1Clinic for Endocrinology, Diabetes, and Metabolic Diseases, Clinical Centre of Serbia, Belgrade, Serbia; 2Clinic for Cardiology, Clinical Centre of Serbia, Belgrade, Serbia.

Activation of hypothalamo-pituitary-adrenal (HPA) axis is a common feature of endocrine responses to stress, with cortisol secretion as an end product of this activation. Acute rise in cortisol level during stress is of utmost importance for metabolic adjustments, immune system adaptations, cardiovascular responses and muscle tissue remodeling. But since chronic hypercortisolism has many deleterious effects, scientific interest has started focusing around different biological models of chronic stress, and ways HPA axis adapts to this situation. Chronic dysregulation of HPA axis activity seems to be associated with the onset and course of several psychosomatic and psychiatric disorders, with most replicated findings in patients with major depressive disorder. Another model represents people with posttraumatic stress disorder (PTSD), with still controversial neurobiological findings. As opposed to models of adaptation to chronic psychological stress, our interest focuses on professional athletes, exposed to very specific pattern of physical stress. This model of stress is chronic but intermittent, and on a level of CNS perceived as harmless as opposed to different harmful psychological stressors.

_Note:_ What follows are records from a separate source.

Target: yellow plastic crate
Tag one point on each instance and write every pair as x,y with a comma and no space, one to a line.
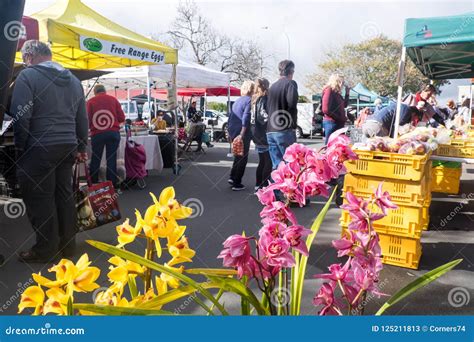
389,165
398,251
445,179
402,192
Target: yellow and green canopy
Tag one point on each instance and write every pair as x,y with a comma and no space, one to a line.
81,38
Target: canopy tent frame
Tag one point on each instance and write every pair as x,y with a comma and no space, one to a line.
450,39
81,38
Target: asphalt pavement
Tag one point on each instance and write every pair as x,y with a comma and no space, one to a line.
221,212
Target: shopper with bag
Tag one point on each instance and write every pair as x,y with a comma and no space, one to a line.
105,117
334,105
50,133
258,125
240,135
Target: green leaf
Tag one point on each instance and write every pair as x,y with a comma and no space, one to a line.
297,295
235,286
212,271
157,267
175,294
119,310
70,309
418,283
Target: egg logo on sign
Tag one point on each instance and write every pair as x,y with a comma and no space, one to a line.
92,44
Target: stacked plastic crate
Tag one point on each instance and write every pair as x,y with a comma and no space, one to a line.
408,180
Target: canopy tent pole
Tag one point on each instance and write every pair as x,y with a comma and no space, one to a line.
400,80
148,96
470,103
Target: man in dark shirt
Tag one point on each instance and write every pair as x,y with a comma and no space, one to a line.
282,112
383,122
49,110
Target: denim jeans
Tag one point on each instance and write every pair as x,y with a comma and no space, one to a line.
45,178
277,144
329,128
110,141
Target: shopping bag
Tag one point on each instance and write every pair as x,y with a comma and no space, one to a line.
238,147
96,204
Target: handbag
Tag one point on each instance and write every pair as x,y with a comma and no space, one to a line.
96,204
205,137
238,147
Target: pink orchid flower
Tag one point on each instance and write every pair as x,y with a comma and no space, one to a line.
383,200
236,253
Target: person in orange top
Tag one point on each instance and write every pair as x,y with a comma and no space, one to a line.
105,116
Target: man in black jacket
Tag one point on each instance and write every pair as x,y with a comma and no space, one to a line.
50,127
282,112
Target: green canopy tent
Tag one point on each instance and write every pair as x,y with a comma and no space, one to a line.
440,47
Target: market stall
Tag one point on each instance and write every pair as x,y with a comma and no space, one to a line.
441,48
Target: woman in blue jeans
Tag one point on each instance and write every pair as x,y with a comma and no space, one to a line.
333,105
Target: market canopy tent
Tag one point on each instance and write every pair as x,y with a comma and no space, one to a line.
188,75
81,38
361,93
442,47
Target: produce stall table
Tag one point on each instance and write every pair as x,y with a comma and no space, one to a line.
453,159
151,143
167,143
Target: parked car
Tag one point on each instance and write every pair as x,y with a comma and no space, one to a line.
305,120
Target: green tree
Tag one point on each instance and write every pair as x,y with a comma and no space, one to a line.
373,62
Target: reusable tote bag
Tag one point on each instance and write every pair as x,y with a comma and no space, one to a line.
96,204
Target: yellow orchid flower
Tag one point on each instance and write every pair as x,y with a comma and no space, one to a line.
56,302
123,269
127,233
180,252
32,297
176,235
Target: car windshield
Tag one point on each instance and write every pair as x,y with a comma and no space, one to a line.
129,107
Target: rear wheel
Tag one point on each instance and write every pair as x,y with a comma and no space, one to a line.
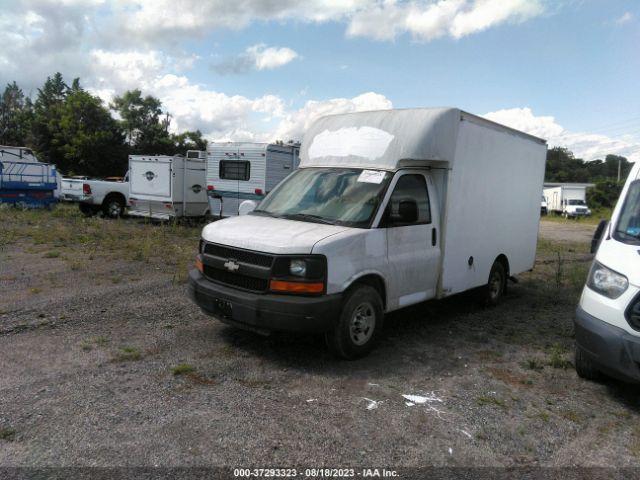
495,289
585,368
113,207
360,323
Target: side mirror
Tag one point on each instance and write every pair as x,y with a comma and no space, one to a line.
598,234
246,207
408,211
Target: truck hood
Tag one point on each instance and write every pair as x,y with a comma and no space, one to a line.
268,234
622,258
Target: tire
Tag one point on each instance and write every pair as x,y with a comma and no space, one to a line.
585,368
496,287
359,325
87,210
113,207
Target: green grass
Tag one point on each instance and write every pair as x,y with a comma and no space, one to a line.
183,369
491,401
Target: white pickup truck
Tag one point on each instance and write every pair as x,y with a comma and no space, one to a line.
109,196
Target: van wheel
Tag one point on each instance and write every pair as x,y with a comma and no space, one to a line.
359,325
585,368
495,289
113,207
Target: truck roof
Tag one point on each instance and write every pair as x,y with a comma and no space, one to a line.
389,139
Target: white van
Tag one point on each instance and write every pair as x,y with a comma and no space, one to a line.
166,187
388,209
607,321
239,171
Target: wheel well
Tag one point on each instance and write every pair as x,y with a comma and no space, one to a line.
374,281
115,195
502,258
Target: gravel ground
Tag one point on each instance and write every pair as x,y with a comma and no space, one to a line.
566,231
89,344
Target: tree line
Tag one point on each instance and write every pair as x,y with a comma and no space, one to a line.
608,175
73,129
68,126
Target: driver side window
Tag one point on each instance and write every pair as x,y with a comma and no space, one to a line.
410,192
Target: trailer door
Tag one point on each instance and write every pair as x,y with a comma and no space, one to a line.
150,178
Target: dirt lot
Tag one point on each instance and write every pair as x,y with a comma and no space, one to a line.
105,362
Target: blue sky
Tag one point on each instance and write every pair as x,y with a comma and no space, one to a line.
566,69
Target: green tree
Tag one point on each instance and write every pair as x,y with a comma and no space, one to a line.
145,125
16,116
46,119
89,140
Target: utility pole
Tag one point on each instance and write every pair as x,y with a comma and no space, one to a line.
619,166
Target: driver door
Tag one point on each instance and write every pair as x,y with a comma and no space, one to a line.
413,244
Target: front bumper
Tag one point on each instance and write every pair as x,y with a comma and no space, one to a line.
264,313
615,351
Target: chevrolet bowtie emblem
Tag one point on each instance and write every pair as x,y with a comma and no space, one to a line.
231,265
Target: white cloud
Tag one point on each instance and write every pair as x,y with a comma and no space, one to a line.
428,20
626,17
258,57
295,123
588,146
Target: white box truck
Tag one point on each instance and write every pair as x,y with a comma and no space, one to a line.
388,209
570,201
607,322
166,187
239,171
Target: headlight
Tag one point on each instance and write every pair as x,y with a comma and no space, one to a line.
606,282
298,267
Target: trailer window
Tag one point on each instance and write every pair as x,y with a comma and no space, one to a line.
410,187
628,228
234,170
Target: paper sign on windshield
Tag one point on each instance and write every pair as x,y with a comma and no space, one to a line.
371,176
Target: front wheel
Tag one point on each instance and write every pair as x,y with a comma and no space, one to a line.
359,325
113,208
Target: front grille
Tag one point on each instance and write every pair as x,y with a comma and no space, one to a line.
236,279
243,256
633,313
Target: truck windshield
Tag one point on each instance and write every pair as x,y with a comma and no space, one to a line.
340,196
628,228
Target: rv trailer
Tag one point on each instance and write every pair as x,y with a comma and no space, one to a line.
25,181
166,187
238,171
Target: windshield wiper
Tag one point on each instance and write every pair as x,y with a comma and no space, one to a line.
308,216
629,235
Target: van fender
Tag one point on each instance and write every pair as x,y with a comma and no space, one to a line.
374,276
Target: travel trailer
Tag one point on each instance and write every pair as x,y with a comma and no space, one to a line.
166,187
388,209
567,200
607,324
245,171
25,181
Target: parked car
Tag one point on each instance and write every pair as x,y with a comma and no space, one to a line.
165,187
388,209
106,196
607,324
567,200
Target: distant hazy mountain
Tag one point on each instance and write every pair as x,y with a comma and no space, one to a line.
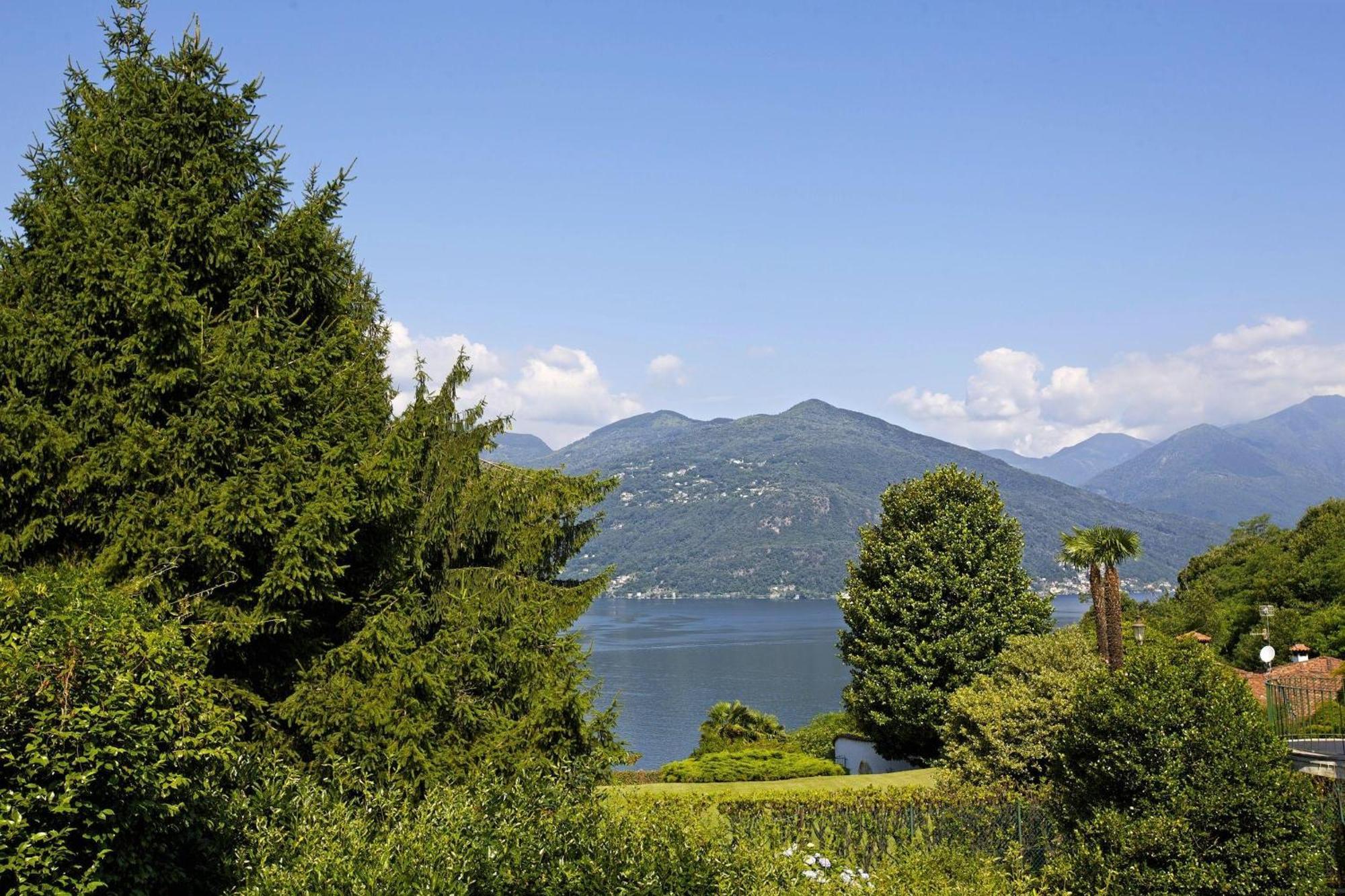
518,448
771,503
1280,466
1077,464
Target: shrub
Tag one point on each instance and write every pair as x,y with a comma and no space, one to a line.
541,834
1172,782
1005,727
112,744
750,764
818,736
637,776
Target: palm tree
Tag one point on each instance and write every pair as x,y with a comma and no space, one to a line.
1114,545
731,723
1077,551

But being repetitive it provokes adaptations of many organ systems, with adaptations of cardiovascular system and body composition being well familiar as a common knowledge. Still, not much is known about HPA axis adaptation in professional athletes, but since this subpopulation is generally considered as healthy, it is speculated that whichever form of adaptation ensues, it should be protective long term. We analyzed two groups of professional athletes engaged in two different types of sport (mostly dynamic/aerobic vs mostly static/anaerobic). Our aim was to address their HPA axis adaptation by comparing responses to acute physical challenge to responses of sedentary subjects who were properly matched.